Cuando Dios nos comunica la gracia santificante, no sólo nos da la
capacidad para recibir su Amor, que es divino y eterno, sino que nos da el
poder y la capacidad de amarlo a Él. Aún más, Él se une tan íntimamente a sí al
alma, que no sólo está y permanece substancialmente en el interior del alma,
sino que forma, por así decirlo, como un solo espíritu con el alma[1].
Para el alma en gracia,
no hay entonces un acto más sublime y natural que un acto de amor sobrenatural
a Dios. No hay nada más natural para el alma que se siente amada por Dios de
una manera tan particular y con tanta intensidad, que se siente animada y
atraída por Él, arder en amor ferviente por Él.
Es natural para el fuego
dar luz y calor y comunicar a lo que toca con sus llamas, su luz y su calor y
transformarlo en fuego; el ser divino, que es fuego espiritual purísimo, nos
comunica su gracia, que es su luz y su calor, que proviene de la naturaleza
divina, para transformarnos en una imagen suya.

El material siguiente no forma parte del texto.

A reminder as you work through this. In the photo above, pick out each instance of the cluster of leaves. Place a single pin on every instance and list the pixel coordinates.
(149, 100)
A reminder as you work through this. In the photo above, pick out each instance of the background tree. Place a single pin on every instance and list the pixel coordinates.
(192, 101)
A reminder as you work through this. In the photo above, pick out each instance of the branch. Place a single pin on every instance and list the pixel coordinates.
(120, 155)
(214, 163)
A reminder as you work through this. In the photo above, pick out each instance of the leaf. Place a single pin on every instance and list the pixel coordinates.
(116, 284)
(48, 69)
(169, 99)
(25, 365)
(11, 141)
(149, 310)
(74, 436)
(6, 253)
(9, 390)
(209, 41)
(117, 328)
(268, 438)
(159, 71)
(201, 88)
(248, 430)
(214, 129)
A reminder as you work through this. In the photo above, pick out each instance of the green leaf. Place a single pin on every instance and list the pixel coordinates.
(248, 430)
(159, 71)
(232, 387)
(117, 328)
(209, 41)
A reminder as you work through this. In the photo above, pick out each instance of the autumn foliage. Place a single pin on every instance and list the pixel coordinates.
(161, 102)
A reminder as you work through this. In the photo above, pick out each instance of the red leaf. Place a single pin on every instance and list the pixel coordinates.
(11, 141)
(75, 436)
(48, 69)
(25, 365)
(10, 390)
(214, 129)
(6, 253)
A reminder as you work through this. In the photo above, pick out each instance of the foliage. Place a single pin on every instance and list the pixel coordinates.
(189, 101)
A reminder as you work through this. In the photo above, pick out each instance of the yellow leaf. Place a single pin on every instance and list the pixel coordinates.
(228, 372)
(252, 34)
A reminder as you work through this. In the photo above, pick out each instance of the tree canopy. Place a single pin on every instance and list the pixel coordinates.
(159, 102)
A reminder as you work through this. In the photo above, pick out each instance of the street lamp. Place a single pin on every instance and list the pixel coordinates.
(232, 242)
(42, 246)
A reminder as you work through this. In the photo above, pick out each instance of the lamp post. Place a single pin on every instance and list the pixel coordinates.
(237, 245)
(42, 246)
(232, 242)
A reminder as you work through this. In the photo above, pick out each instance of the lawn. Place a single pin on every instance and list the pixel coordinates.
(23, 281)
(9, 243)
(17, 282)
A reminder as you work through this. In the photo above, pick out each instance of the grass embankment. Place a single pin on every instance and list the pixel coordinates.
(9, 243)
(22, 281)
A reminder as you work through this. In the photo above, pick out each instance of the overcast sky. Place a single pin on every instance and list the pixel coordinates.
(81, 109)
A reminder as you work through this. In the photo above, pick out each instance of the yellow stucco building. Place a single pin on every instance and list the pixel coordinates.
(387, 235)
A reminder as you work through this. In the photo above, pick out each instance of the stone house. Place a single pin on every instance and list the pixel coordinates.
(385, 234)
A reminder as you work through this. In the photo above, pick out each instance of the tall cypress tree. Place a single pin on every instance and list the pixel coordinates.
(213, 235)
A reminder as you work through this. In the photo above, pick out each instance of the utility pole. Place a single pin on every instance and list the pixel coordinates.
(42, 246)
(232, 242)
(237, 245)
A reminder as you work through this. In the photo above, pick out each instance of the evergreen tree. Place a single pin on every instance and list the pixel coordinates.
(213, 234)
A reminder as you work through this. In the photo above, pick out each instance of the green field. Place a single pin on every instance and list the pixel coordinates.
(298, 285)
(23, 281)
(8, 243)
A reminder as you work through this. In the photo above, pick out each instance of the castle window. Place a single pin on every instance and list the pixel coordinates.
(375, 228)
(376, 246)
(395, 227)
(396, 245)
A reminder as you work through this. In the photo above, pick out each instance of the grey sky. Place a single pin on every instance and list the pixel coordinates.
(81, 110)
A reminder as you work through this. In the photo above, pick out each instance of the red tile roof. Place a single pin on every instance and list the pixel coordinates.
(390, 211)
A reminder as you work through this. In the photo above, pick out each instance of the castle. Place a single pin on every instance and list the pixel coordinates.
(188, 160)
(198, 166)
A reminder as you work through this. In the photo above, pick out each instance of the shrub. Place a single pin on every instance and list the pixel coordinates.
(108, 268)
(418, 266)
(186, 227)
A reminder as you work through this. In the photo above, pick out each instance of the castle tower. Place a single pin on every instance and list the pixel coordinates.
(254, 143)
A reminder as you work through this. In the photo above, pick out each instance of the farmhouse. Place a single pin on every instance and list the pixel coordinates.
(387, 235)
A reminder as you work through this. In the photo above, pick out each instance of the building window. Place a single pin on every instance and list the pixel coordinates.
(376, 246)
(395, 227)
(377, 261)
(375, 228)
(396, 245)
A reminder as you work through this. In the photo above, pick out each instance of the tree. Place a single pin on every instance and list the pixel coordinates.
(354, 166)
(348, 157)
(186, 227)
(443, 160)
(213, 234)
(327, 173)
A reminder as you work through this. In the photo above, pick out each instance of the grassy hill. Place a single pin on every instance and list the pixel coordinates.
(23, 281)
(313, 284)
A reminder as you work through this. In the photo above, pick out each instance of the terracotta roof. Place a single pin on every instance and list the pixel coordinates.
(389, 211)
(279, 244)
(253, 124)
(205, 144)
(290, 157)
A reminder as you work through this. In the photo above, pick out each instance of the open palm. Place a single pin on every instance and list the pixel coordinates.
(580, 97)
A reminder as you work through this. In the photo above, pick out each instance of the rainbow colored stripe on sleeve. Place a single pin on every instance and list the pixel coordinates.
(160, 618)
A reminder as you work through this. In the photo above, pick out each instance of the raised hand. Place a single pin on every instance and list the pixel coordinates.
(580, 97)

La gracia entonces ilumina
y calienta: ilumina, proporcionando un conocimiento, y calienta, o enciende, en
un amor divino.
Así como en el cielo el
principal y más natural acto de los elegidos es la visión beatífica, en la
tierra el amor a Dios es el acto más importante y natural de los justos[2].
Y si la gracia hace arder
de amor a Dios, con un amor espiritual y puro, nadie entre las creaturas ama a
Dios con más intensidad, que María, la
Llena de gracia.
Si el amor sobrenatural a
Dios depende de la gracia poseída en el alma, María es la Antorcha ardiente que
flamea en los cielos con llamas eternas de amor divino a Dios Uno y Trino, y
sus llamas iluminan, junto con la luz del Cordero, a la Jerusalén celestial.
Si nuestro corazón es
como piedra, incapaz de ser quemado por el fuego, y si además es oscuro como
las tinieblas, tanto una como otra condición pueden ser cambiadas por María: María
tiene el poder de cambiar la piedra en carbón, y el carbón sí puede arder, al
contacto con el fuego y, ardiendo, puede iluminar.